Anne Armstrong: Fiscal brinkmanship
Timely appropriations should be first and foremost.
This is budget-forecasting season for fiscal 2006. Analysts at Input and Federal Sources Inc. have crunched the numbers from the agencies and the Office of Management and Budget that accompanied the Bush administration's budget proposal to Congress.
There is good news and bad news for information technology.
Government IT spending continues to climb. Oversight organizations demand that agencies behave more like businesses by justifying the cost of new systems and ensuring that they are secure and will work together.
The bad news is that this is an election year. No one expects much to get done before Nov. 2.
Appropriations bills, whose passage slips later and later each year, will not be a factor until after the elections.
Agencies may want to try to behave like businesses, but most businesses work on budgets that are in place by the beginning of the accounting period. Civilian agencies live on continuing resolutions almost half of the year. Appropriations become a patchwork of earmarks that are rolled into omnibus spending bills that cannot be trimmed and no one can afford to vote against.

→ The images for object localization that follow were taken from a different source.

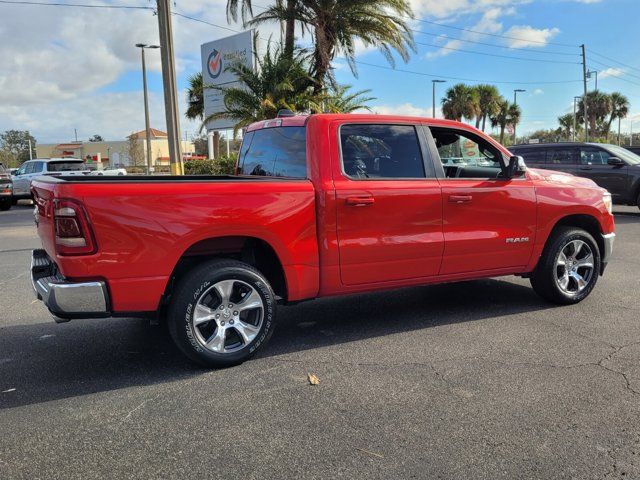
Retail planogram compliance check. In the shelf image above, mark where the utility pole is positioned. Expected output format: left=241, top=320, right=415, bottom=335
left=513, top=88, right=526, bottom=145
left=136, top=43, right=160, bottom=175
left=431, top=80, right=446, bottom=118
left=157, top=0, right=183, bottom=175
left=580, top=43, right=589, bottom=142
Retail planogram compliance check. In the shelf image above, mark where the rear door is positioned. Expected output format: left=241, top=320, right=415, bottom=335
left=333, top=123, right=444, bottom=285
left=430, top=127, right=536, bottom=275
left=578, top=145, right=629, bottom=203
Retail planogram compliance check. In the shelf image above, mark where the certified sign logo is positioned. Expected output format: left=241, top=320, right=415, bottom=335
left=207, top=48, right=222, bottom=78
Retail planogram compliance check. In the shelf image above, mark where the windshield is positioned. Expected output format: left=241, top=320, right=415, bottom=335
left=607, top=145, right=640, bottom=165
left=47, top=162, right=87, bottom=172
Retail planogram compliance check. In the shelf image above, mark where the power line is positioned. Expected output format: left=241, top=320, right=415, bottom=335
left=415, top=42, right=580, bottom=65
left=409, top=28, right=580, bottom=57
left=350, top=57, right=582, bottom=85
left=0, top=0, right=155, bottom=11
left=589, top=49, right=640, bottom=72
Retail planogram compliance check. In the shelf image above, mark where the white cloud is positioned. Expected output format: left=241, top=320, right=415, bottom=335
left=598, top=68, right=625, bottom=78
left=504, top=25, right=560, bottom=48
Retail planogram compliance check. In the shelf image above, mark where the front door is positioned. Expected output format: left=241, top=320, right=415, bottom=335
left=334, top=124, right=444, bottom=285
left=431, top=127, right=536, bottom=275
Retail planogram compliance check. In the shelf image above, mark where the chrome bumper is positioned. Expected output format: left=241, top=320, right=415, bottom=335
left=31, top=250, right=110, bottom=323
left=600, top=233, right=616, bottom=275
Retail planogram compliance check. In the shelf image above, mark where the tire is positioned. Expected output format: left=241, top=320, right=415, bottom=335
left=167, top=260, right=276, bottom=367
left=531, top=227, right=600, bottom=305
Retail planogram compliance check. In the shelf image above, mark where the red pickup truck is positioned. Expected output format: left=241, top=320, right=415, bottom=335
left=31, top=114, right=615, bottom=366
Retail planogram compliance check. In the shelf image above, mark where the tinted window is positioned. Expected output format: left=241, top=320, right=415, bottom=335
left=340, top=125, right=425, bottom=179
left=580, top=147, right=611, bottom=165
left=547, top=147, right=578, bottom=165
left=431, top=127, right=502, bottom=178
left=47, top=162, right=86, bottom=172
left=238, top=127, right=307, bottom=178
left=512, top=148, right=547, bottom=165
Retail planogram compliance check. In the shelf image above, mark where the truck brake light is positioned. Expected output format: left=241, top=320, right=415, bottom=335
left=53, top=199, right=96, bottom=255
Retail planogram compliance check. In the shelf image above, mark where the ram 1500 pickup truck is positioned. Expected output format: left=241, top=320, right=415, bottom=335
left=31, top=114, right=615, bottom=366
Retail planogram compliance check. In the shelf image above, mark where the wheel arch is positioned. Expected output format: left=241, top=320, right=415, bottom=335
left=163, top=235, right=288, bottom=303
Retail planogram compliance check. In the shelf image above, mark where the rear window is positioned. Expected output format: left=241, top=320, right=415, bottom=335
left=238, top=127, right=307, bottom=178
left=511, top=148, right=547, bottom=165
left=47, top=162, right=86, bottom=172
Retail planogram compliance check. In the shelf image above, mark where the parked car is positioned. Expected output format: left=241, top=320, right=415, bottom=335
left=510, top=143, right=640, bottom=208
left=624, top=146, right=640, bottom=155
left=13, top=158, right=88, bottom=204
left=31, top=114, right=615, bottom=366
left=0, top=163, right=13, bottom=210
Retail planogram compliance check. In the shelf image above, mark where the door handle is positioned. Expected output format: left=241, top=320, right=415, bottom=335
left=449, top=195, right=473, bottom=203
left=346, top=195, right=376, bottom=207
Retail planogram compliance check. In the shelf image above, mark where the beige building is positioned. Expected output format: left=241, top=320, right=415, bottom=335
left=36, top=128, right=195, bottom=168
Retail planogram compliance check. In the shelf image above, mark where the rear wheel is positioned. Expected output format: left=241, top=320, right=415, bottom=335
left=531, top=227, right=600, bottom=305
left=167, top=260, right=276, bottom=367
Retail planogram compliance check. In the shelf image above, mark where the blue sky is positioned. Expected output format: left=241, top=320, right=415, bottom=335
left=0, top=0, right=640, bottom=142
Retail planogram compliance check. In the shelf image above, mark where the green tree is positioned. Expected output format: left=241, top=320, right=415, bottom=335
left=249, top=0, right=415, bottom=93
left=442, top=83, right=480, bottom=122
left=311, top=85, right=375, bottom=113
left=0, top=130, right=36, bottom=166
left=607, top=92, right=630, bottom=140
left=490, top=100, right=522, bottom=144
left=202, top=45, right=318, bottom=132
left=185, top=72, right=204, bottom=120
left=474, top=84, right=504, bottom=132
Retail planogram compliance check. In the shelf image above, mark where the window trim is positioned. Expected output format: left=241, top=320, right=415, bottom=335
left=424, top=124, right=512, bottom=182
left=337, top=121, right=438, bottom=182
left=236, top=123, right=309, bottom=180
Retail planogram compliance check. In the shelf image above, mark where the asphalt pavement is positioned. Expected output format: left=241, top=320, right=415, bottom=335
left=0, top=201, right=640, bottom=480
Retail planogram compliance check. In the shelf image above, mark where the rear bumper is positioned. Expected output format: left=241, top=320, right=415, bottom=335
left=600, top=233, right=616, bottom=275
left=31, top=249, right=111, bottom=323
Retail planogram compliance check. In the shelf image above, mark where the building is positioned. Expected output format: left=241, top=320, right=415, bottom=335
left=36, top=128, right=195, bottom=167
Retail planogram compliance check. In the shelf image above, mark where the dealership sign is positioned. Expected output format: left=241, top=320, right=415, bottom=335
left=200, top=30, right=255, bottom=130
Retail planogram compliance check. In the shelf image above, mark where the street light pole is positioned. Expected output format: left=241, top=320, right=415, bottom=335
left=431, top=80, right=446, bottom=118
left=157, top=0, right=183, bottom=175
left=136, top=43, right=160, bottom=175
left=513, top=88, right=526, bottom=145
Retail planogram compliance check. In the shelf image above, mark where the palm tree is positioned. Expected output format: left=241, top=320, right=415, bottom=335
left=474, top=84, right=503, bottom=132
left=578, top=90, right=611, bottom=137
left=201, top=44, right=317, bottom=133
left=558, top=113, right=574, bottom=139
left=490, top=100, right=522, bottom=143
left=250, top=0, right=415, bottom=93
left=442, top=83, right=480, bottom=122
left=607, top=92, right=629, bottom=140
left=227, top=0, right=299, bottom=58
left=311, top=85, right=375, bottom=113
left=185, top=72, right=204, bottom=120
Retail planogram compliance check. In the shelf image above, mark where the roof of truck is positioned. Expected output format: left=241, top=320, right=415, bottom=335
left=246, top=113, right=474, bottom=132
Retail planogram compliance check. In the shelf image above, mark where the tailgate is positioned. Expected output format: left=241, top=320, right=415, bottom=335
left=31, top=180, right=56, bottom=258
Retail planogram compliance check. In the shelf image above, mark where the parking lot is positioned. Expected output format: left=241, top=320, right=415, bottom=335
left=0, top=205, right=640, bottom=479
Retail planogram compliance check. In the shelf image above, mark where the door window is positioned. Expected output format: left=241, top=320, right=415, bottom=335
left=340, top=124, right=428, bottom=180
left=547, top=147, right=578, bottom=165
left=580, top=147, right=611, bottom=165
left=431, top=127, right=502, bottom=178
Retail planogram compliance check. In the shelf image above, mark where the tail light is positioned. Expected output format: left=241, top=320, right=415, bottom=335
left=53, top=199, right=96, bottom=255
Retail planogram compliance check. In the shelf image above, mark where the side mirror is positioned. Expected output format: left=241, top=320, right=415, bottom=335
left=607, top=157, right=625, bottom=167
left=507, top=155, right=527, bottom=178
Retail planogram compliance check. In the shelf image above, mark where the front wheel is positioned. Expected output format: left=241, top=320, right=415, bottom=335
left=167, top=260, right=276, bottom=367
left=531, top=227, right=600, bottom=305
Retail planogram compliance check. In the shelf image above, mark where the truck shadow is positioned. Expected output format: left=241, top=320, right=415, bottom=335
left=0, top=280, right=550, bottom=408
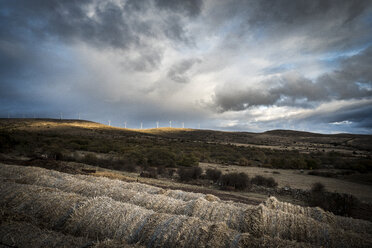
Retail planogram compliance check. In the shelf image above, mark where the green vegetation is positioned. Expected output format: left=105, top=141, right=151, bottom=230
left=219, top=172, right=250, bottom=190
left=0, top=121, right=372, bottom=172
left=308, top=183, right=360, bottom=216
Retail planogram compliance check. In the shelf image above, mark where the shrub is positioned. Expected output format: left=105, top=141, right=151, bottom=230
left=307, top=171, right=337, bottom=177
left=147, top=148, right=176, bottom=167
left=83, top=153, right=98, bottom=165
left=251, top=175, right=278, bottom=188
left=177, top=154, right=198, bottom=167
left=140, top=167, right=158, bottom=178
left=309, top=183, right=359, bottom=216
left=178, top=167, right=203, bottom=181
left=220, top=172, right=250, bottom=190
left=205, top=169, right=222, bottom=182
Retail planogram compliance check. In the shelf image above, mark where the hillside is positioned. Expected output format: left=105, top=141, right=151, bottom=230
left=0, top=164, right=372, bottom=247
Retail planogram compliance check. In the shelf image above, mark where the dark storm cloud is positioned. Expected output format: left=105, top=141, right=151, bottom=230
left=168, top=59, right=201, bottom=83
left=297, top=100, right=372, bottom=129
left=2, top=0, right=201, bottom=49
left=0, top=0, right=201, bottom=75
left=155, top=0, right=203, bottom=16
left=207, top=0, right=372, bottom=52
left=214, top=47, right=372, bottom=111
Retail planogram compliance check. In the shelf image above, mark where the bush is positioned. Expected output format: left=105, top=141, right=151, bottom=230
left=82, top=153, right=98, bottom=165
left=178, top=167, right=203, bottom=181
left=205, top=169, right=222, bottom=182
left=309, top=183, right=359, bottom=216
left=140, top=167, right=158, bottom=178
left=307, top=171, right=337, bottom=177
left=251, top=175, right=278, bottom=188
left=177, top=154, right=198, bottom=167
left=220, top=172, right=250, bottom=190
left=147, top=148, right=176, bottom=167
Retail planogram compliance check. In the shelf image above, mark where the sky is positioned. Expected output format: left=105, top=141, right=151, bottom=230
left=0, top=0, right=372, bottom=134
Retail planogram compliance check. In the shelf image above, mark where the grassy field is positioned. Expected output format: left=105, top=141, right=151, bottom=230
left=0, top=119, right=372, bottom=247
left=0, top=164, right=372, bottom=247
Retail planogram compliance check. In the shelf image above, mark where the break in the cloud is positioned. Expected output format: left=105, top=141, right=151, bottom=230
left=0, top=0, right=372, bottom=133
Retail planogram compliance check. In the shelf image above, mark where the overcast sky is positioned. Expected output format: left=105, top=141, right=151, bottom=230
left=0, top=0, right=372, bottom=133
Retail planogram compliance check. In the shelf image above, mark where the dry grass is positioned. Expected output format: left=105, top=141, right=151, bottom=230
left=0, top=221, right=93, bottom=248
left=264, top=197, right=372, bottom=234
left=0, top=165, right=372, bottom=247
left=200, top=163, right=372, bottom=203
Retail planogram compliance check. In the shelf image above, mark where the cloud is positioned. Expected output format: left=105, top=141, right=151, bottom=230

Although most observers would support OMB's added muscle in the budgeting process, it withers in the appropriations cycle.
One of Congress' essential functions is the appropriation of funds that agencies need to fulfill their missions and provide services to citizens. Yet, appropriations have not been accomplished in a timely manner in recent history. Congress doesn't pass budgets on time, even after the fiscal year was changed to give them more time. Work expands to fill the time available, so now the process stretches even further. Agencies work on three budget cycles at the same time. No wonder it is difficult to get clean financial statements.
If lawmakers want agencies to perform like businesses, they need to give them the basic tools
to do so. Timely appropriations should be first and foremost.
Despite the extensive effort to reform procurement processes during the past decade, the funding system remains unchanged. It needs a jolt.
In recent years, we heard that political differences were responsible for the delays. When controlled by opposing parties, the White House and Congress struggled to agree on priorities. For example, differences became so severe that the government shut down as the continuing resolution expired. The public didn't approve of brinkmanship and expected the leaders they elected to negotiate differences, not close the place down.
Now the same party controls Congress and the White House, and we still can't get budgets on time. I'm told it is just the nature of politics. I don't accept that. I believe the process needs to change. Agencies have the right to know how much they have to spend at the beginning of the year, especially because we are expecting them to spend wisely and well.
Armstrong is Federal Computer Week's publisher.